Айседора теребила то его, то Шнейдера, пытаясь понять, что произошло. А когда ей объяснили, изумленно покачала головой:

– Свадьба…

Шнейдер, знающий историю ее жизни, понимал, чему она изумлена. Айседора имела множество любовников, но ни за одного из них не хотела выйти замуж. Разве что, может быть, за Гордона Крэгга, сына великой актрисы Эллен Терри, но он уже был женат во время их встречи, имел детей. И даже миллионер Парис Санжер (Лоэнгрин, как его называла Айседора за поразительную красоту и благородство) не смог увлечь ее под венец. И вот теперь такая странная, судьбоносная случайность!

После этого Шнейдер уже не удивился, когда Есенин вошел вместе с ними в особняк на Пречистенке и проследовал вместе с Айседорой в ее комнаты.

На публике они появились только через две недели – вместе. Есенин сразу ринулся в Богословский переулок, к другу-приятелю Мариенгофу:

– Толя, слушай, я влюбился в эту Сидору Дункан. По уши! Честное слово! Ну, увлекся, что ли. Она мне нравится. Мы сейчас на Пречистенке живем, ты к нам заходи, она славная.

Мариенгоф сидел за столом и собирался писать. Огромная капля чернил упала с пера на белый лист и расползлась по нему безобразными потеками.

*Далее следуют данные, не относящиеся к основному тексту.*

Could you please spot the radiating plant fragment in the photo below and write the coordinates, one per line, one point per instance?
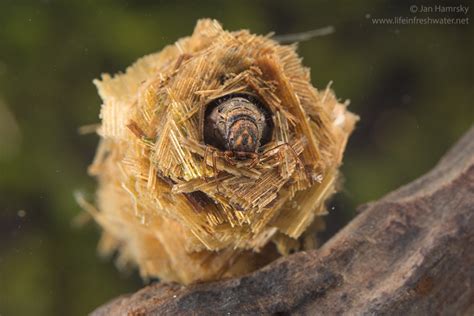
(216, 156)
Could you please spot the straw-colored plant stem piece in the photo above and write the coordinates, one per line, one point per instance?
(183, 210)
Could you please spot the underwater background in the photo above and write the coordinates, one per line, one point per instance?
(411, 84)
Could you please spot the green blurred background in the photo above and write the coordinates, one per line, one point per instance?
(412, 85)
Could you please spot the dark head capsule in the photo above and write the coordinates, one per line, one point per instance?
(237, 123)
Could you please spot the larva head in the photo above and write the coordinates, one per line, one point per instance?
(237, 123)
(171, 197)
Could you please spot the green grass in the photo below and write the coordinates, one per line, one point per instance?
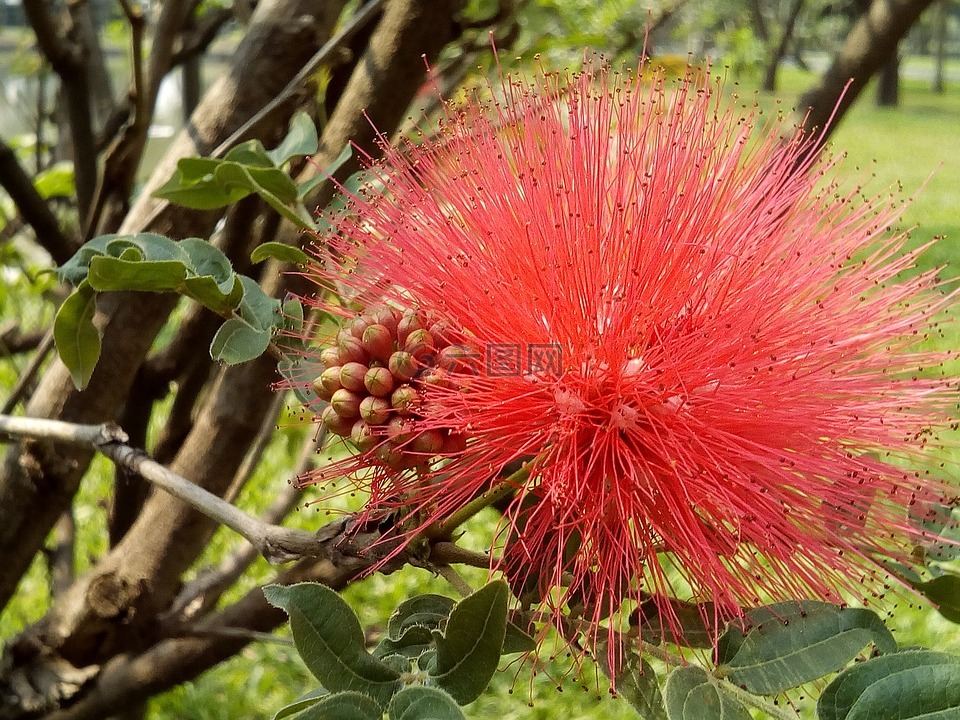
(914, 146)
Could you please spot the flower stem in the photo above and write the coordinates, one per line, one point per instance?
(445, 527)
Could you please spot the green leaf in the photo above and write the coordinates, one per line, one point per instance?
(250, 153)
(330, 640)
(137, 247)
(423, 703)
(237, 341)
(912, 684)
(110, 273)
(256, 307)
(194, 185)
(281, 252)
(426, 610)
(207, 259)
(686, 627)
(691, 694)
(636, 682)
(56, 181)
(411, 645)
(305, 187)
(301, 703)
(300, 373)
(216, 285)
(342, 706)
(793, 643)
(469, 651)
(77, 338)
(944, 592)
(300, 141)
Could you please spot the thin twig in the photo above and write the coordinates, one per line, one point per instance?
(499, 491)
(30, 374)
(201, 594)
(449, 573)
(356, 23)
(277, 544)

Есенин побледнел как смерть и громко охнул.

– Очень плохая примета, – выдавил он и поспешно ушел от Мариенгофа.

Он верил в приметы.

Впрочем, слишком заманчивым было для полуголодных и полубезумных поэтов знакомство со всемирно известной танцовщицей, чтобы пренебречь им. Поэтому Мариенгоф вскоре перестал чесать своим злобным языком (он бесился от ревности! Правда, не вполне было понятно, ревнует ли он Есенина, который, по слухам, отведал с Мариенгофом запретных страстей, или к Есенину: все же Анатолий Мариенгоф был поразительно красив, и он не мог понять, почему любительница молодых красавцев Айседора предпочла ему, высокому, томному, изящному, словно Арлекин, простака-русака Есенина с его курносеньким носиком) и появился в особняке на Пречистенке. Вместе с ним туда пришли прочие поэты-имажинисты, помешанные на красоте формы стиха: Вадим Шершневич, Рюрик Ивнев, Иван Старцев, который выразил всеобщую зависть к Есенину незамысловатым стишком – чуть ли не единственным, который он создал:

Ваня ходит немыт,
А Сережа – чистенький,
Потому Сережа спит
Часто на Пречистенке.

Есенин и впрямь прижился на Пречистенке: здесь писал поэму о Пугачеве, другие стихи, здесь дотягивал «Волчью гибель»: то самое стихотворение, которое читал на вечеринке у Якулова. Айседора намекала, что неплохо бы ему выучиться хоть одному иностранному языку, однако он твердо заявил, что знание другого языка мешало бы ему работать. Спустя год он напишет Шнейдеру из Америки: «Кроме русского никакого другого не признаю и держу себя так, что ежели кому-нибудь любопытно со мной говорить, то пусть учится по-русски».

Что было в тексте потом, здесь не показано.